At dusk, a wave of new attacks shook the city outskirts
with what witnesses described as a continuous explosions. New fires
lit up the south and east, and tracer fire sliced through the night
sky.
"They are definitely raising the intensity now," Reuters
correspondent Khaled Yacoub Oweis said.
Iraqi ministers said three people had been killed and 207
wounded in the overnight attack, which was much heavier than on the
first night of the U.S.-led war to oust Iraqi President Saddam
Hussein.
The city's air raid sirens gave little or no warning of
the daylight attacks on Saturday. There was little sign of Iraqi
anti-aircraft fire, which had been intense during the overnight U.S.
air and missile strikes on the centre of the city.
Iraqi Health Minister Umeed Midhat Mubarak said three
people had been killed in the city overnight.
"Three people were martyred in Baghdad last night and we
are preparing for more deaths because the situation is developing
rapidly," he told a news conference.
Information Minister Mohammed Saeed al-Sahaf earlier told
reporters that 207 civilians had been wounded overnight, making a
total of 250 since raids started on Thursday.
Iraqi forces moved on Saturday to set oil-filled trenches
ablaze around the city in an apparent bid to create a smokescreen to
hinder air strikes by U.S. and British forces.
At least two dozen fires were raging around Baghdad,
sending walls of thick black smoke into the sky. But the strategy
might not prove effective attacks because many modern weapons use
satellites to navigate.
FIREBALLS AND MUSHROOM CLOUDS
The overnight raids sent huge fireballs and mushroom
clouds of smoke and debris into the night sky. They targeted
Saddam's main palace on the banks of the River Tigris, government
and military targets and other symbols of his rule.
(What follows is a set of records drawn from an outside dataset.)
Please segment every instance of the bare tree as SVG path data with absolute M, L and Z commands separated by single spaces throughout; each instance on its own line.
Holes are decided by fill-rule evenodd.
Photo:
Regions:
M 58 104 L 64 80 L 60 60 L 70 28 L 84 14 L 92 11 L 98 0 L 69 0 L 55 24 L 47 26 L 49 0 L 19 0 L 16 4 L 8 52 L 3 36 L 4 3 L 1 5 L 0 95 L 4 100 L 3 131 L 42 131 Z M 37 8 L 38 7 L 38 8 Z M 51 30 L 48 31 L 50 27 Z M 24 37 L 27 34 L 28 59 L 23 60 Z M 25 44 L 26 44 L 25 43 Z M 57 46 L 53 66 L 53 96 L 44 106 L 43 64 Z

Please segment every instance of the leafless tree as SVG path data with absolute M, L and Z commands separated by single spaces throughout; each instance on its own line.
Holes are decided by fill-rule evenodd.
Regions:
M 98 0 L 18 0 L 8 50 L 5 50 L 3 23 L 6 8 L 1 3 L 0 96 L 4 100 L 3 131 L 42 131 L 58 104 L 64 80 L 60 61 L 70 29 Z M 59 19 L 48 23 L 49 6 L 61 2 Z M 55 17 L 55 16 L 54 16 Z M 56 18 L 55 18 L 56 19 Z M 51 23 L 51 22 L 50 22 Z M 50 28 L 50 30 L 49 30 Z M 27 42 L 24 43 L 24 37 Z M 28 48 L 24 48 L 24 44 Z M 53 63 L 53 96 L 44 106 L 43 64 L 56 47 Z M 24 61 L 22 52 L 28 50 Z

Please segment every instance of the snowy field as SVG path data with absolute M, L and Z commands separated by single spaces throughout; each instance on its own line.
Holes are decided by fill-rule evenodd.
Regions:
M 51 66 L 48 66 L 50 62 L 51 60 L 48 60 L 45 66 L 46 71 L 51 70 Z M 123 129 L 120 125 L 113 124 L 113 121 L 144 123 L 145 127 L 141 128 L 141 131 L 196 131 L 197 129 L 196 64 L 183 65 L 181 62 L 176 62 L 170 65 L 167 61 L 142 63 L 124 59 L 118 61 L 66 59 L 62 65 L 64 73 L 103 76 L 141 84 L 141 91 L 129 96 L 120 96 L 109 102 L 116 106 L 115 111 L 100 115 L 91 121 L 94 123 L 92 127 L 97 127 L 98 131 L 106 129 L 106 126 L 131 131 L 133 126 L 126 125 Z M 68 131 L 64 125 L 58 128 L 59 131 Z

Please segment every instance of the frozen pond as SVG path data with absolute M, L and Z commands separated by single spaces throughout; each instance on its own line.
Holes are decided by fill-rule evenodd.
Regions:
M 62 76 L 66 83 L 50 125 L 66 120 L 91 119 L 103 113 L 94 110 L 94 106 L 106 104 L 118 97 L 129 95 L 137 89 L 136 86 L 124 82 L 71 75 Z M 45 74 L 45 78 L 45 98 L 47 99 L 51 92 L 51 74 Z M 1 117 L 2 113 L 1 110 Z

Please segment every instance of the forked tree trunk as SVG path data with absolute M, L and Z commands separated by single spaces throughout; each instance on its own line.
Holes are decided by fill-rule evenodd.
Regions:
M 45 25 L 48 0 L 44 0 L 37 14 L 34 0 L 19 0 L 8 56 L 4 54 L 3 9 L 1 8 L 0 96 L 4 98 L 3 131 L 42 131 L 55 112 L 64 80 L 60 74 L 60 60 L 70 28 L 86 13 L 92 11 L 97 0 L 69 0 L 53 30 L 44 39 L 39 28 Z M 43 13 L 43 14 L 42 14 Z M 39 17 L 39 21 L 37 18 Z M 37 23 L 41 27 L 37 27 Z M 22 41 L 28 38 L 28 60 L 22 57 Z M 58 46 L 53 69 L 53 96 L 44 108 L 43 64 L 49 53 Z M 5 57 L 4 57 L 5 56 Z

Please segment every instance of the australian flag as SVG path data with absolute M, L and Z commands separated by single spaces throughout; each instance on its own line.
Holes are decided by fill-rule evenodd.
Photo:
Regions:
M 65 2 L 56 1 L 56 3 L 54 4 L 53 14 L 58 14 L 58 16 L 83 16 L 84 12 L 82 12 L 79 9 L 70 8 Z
Dazed parents said their children trembled with fear at
the onslaught on the sprawling, palm-dotted city, which is home to
over five million people.
Reuters correspondent Samia Nakhoul reported two
explosions in central Baghdad as dawn was breaking. Less than an
hour later, a third blast echoed from the city's outskirts. Air raid
sirens wailed and ambulances raced through the streets.
In the first afternoon attack, a series of explosions
started on the outskirts accompanied by the overhead rumble of
warplanes, and gradually moved towards the centre of the city.
Air raid sirens sounded after the attacks, rather than
before, and no anti-aircraft fire could be heard in the city centre.
At dusk, more large blasts were heard pounding on
Baghdad's outskirts and new fires lit the darkening skies over the
south and east of the city.
On the ground, small groups of soldiers with rifles were
out on the largely deserted streets.
Shrapnel and glass littered the riverside Abu Nuwas
Street, across the Tigris from Saddam's presidential compound.
In the compound, which houses the headquarters of Qusay,
the younger son charged by Saddam with defending Baghdad, a building
still smouldered. A small villa belonging to Vice President Taha
Yassin Ramadan was destroyed.
Two other buildings, the Palace of Peace and the Palace of
Flowers, were struck and fire engines were seen at the gates of the
Jumhouriya (Republic) Presidential Palace, next to broken water
pipes and other debris.
An air force centre in Saadoun Street in central Baghdad
was also hit by repeated cruise missile strikes, while front of a
ministry building close to the Rasheed Hotel was shattered.
Shaken residents said despite the terrifying fury of the
attacks they would not take to the air raid shelters scattered
around the city. Memories of an attack which killed hundreds of
people in a shelter in the 1991 Gulf War still linger.
"We'd prefer to die at home than suffocate underground in
a shelter," said Suad Saleh. "I won't go to the shelters".